Although most NAS algorithms are out of scope for this survey, we include the work by Lu et al. (2020), as it can be considered an HPO algorithm. The algorithm (NSGANetV2) simultaneously optimizes the architectural hyperparameters and the model weights of a CNN, using a bi-level approach consisting of NSGA-II combined with a metamodel. The metamodel is used to estimate performance measures, which are then optimized by an evolutionary algorithm (such approaches have also been applied successfully to non-HPO settings, see e.g., Jin 2011; Dutta and Gandomi 2020). In the upper level of the optimization, the metamodel is built using an initial set of candidate solutions. In each iteration of the upper level, NSGA-II is executed on the metamodel to detect the Pareto-optimal HP settings (configuration of layers, channels, kernel size, and input resolution of the CNN). At the lower level, the weights of the CNN are trained on a subset of the Pareto-optimal solutions. The metamodel is then updated with the results of the actual performance evaluations. Four different metamodels were studied; Multilayer Perceptron (MLP), Classification and Regression Trees (CART), Radial Basis Functions (RBF), and GP. Given that none of them consistently outperformed the others, the authors propose to select the best metamodel in every iteration. On standard datasets (CIFAR-10, CIFAR-100, and ImageNet), the resulting algorithm matches the performance of state-of-the-art NAS algorithms ( et al. 2019; Mei et al. 2020), but at a reduced search cost.

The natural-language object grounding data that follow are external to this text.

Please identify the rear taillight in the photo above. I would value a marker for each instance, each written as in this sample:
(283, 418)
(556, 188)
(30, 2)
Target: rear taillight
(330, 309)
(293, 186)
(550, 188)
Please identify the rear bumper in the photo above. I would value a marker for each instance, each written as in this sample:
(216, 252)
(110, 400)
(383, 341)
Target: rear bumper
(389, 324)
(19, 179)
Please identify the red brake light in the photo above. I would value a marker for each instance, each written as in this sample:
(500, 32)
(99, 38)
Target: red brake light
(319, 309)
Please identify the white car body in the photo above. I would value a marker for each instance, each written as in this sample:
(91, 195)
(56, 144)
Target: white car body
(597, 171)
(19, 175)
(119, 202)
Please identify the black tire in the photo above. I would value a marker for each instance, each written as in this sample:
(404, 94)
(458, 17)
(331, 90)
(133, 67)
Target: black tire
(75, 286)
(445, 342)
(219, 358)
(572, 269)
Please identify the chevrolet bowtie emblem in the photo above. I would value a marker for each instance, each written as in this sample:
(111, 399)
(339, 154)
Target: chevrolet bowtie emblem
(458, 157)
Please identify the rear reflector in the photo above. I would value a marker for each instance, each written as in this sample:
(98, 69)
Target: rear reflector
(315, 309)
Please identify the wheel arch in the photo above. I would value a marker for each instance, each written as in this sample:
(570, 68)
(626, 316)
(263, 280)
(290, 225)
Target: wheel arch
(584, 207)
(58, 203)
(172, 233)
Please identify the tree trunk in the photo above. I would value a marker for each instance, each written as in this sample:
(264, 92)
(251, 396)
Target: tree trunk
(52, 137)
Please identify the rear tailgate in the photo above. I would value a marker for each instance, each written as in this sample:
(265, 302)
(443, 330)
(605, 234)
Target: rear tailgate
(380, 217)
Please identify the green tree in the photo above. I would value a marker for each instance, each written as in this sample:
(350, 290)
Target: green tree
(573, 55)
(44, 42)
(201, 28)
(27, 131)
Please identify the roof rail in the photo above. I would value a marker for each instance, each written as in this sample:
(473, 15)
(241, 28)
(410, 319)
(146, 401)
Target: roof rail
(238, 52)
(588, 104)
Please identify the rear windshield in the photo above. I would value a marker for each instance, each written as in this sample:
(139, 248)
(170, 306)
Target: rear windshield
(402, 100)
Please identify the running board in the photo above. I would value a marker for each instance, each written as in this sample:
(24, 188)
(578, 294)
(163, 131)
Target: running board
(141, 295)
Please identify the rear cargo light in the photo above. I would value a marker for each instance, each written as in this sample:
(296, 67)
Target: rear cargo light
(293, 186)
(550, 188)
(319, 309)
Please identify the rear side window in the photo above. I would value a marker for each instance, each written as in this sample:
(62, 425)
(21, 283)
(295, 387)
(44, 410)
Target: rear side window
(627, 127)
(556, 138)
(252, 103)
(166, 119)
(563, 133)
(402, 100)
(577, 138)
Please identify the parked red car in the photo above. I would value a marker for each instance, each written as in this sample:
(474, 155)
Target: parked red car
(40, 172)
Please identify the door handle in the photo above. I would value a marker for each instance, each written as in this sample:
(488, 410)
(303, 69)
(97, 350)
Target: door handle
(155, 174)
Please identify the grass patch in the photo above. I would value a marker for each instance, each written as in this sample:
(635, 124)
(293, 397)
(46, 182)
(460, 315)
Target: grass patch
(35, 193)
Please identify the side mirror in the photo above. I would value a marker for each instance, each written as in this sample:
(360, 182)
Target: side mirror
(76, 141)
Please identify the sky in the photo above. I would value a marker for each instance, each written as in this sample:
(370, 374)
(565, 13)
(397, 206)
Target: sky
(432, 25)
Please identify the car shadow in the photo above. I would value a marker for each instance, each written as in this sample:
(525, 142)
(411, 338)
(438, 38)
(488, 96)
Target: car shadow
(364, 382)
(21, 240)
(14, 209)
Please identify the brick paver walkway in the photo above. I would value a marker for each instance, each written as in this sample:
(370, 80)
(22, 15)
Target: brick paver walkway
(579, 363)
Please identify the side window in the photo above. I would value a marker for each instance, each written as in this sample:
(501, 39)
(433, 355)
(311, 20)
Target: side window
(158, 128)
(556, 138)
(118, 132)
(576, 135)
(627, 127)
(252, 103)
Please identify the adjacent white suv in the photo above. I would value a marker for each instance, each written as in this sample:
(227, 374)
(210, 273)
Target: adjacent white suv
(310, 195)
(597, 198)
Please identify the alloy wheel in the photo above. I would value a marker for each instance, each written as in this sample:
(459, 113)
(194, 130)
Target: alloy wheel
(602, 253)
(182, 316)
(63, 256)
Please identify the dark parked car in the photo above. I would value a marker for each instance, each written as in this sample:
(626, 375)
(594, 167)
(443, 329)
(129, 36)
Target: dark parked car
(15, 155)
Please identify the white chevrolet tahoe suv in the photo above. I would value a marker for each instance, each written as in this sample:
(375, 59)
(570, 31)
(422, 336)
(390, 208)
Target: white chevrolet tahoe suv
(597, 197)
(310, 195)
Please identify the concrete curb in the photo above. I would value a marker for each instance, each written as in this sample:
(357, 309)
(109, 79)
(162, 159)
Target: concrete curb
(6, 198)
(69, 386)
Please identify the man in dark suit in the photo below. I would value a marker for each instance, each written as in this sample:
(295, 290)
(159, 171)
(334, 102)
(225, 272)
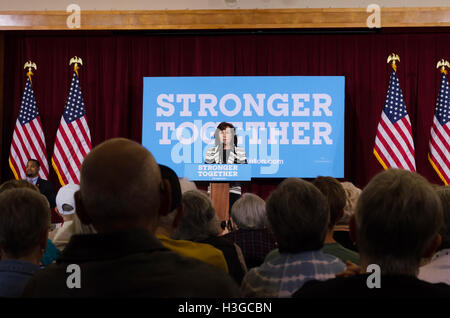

5 Multi-objective HPO algorithms: pros and cons
In this section, we discuss the weakness and strengths of the different algorithms. We focus on four different aspects: (1) the computational complexity of the algorithm, (2) the ability to accommodate high dimensional input spaces, (3) the ability to handle mixed input spaces, and (4) the ease of use of parallel computations. Unfortunately, none of the papers studied in this review provides explicit details on these aspects in the publication. In general, we often observed a surprising lack of detail with respect to many methodological aspects (such as the nature of the hyperparameters being optimized, the nature of the genetic operators and the design of the initial population in metaheuristic-based algorithms, the design of experiments used, the final Pareto-optimal solutions provided by the algorithm, etc.). In many cases, there is even no pseudocode provided for the algorithm, and detailed descriptions of novel metrics (if any) used to measure the performance of the target ML algorithm are lacking. This lack of detail is likely caused by the fact that most papers aim to solve a particular practical application and the hyperparameter optimization was usually not seen as the main contribution of the paper.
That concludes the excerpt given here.